Grant your puppy excessive freedom.

You’re essentially ruining the potty training schedule if you allow free access to food and water throughout the day. It makes it much harder to predict when your puppy will need to go again, and you’ll probably notice more accidents and a puppy who needs to go more frequently. Additionally, if you always leave your back door open to your puppy, for example, it can slow the potty training process and prevent them from learning how to actually hold it for longer periods of time.

Allow your puppy to enter the crate.

Your puppy will be encouraged to relieve themselves in their sleeping area if you start putting a puppy pad in the crate. Do not allow poop pads to enter their crate!

Experiencing emotions

Allowing yourself to become upset only makes you upset. Your puppy won’t learn anything about where they should and shouldn’t go from it. When dealing with your puppy’s minor accidents, exercise patience and composure. Always praise them when they do it correctly (have a little potty party!) and ignore their mistakes, cleaning them up as you go.

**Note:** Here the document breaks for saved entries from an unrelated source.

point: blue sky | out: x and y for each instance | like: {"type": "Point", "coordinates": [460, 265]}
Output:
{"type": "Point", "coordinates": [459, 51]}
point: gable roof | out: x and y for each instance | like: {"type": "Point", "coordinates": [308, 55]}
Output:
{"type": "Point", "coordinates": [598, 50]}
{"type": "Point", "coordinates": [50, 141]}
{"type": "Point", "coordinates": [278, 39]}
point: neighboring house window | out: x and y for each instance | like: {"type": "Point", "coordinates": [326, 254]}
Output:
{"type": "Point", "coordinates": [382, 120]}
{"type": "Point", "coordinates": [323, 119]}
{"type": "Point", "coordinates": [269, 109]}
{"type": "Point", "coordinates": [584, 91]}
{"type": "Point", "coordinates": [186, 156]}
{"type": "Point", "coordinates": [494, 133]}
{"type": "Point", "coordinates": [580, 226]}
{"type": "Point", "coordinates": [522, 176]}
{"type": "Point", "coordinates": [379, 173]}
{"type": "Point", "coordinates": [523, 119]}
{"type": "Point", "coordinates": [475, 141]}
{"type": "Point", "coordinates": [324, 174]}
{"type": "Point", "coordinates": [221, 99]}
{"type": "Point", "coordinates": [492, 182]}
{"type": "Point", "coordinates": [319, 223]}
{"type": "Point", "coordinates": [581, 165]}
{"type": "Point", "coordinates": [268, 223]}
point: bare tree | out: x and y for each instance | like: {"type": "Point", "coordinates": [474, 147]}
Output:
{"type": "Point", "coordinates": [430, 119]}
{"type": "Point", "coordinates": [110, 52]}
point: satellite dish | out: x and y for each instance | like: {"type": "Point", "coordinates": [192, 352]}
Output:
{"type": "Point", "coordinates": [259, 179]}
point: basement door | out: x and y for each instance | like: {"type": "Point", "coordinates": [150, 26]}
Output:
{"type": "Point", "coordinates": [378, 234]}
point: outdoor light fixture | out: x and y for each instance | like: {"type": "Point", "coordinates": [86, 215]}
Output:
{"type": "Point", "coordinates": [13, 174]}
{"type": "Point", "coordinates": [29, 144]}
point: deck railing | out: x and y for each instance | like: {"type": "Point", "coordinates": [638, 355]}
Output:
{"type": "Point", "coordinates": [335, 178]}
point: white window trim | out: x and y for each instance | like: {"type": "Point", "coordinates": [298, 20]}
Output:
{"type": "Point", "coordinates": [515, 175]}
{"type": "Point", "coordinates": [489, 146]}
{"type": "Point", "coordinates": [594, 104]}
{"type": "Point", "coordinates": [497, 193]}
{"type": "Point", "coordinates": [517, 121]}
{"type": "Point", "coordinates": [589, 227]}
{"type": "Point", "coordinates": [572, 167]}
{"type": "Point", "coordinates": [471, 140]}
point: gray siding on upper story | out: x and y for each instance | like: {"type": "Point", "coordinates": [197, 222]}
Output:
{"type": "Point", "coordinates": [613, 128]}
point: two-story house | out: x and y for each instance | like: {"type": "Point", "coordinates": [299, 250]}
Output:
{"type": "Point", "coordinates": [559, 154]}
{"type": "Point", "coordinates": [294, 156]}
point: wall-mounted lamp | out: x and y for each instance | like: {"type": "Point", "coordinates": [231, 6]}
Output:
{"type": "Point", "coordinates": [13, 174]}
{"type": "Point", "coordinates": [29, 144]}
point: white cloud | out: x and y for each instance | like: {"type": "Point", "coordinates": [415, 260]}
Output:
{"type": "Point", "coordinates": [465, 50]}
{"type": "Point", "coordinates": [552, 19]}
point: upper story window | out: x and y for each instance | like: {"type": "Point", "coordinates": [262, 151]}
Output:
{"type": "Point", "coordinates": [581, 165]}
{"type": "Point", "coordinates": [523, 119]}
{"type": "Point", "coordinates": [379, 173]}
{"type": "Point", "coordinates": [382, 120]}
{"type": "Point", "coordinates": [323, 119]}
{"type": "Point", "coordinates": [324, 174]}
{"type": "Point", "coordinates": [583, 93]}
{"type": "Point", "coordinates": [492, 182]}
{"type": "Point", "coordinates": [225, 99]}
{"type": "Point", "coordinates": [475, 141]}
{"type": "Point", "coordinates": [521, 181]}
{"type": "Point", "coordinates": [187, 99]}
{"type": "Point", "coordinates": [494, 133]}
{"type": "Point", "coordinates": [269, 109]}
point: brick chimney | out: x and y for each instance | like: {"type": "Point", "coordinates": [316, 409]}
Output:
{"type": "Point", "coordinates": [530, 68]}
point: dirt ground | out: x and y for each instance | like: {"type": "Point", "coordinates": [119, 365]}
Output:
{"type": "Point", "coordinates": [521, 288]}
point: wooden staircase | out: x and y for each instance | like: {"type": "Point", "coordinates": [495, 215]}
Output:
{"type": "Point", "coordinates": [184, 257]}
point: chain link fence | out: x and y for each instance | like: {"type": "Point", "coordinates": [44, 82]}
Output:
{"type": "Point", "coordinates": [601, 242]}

Being consistent or failing to recognize signals

If your puppy has an accident, you might be neglecting their signals or accidentally messing up the potty training schedule! Did they simply drink water or tea before being improperly removed? Did they whine because they wanted to communicate with you but you didn’t hear them? Did you let them out, thinking they left, only to have them return inside and leave again? All of these things give us feedback on what we can do better the next time, which is frequently just to be more consistent with our schedules and pay closer attention to them.

Keys to Successful Potty Training

To successfully potty train your puppy, keep in mind the order of consistency, patience, and lots of praise. A crate and other tools can be very helpful in the potty training process, and keeping a schedule will help your puppy learn a habit that will last. However, your temperament as a whole has a big impact on how your puppy grows. You’re your puppy’s best resource for potty training, so encourage them the most when they get it right and don’t worry about the slip-accidents.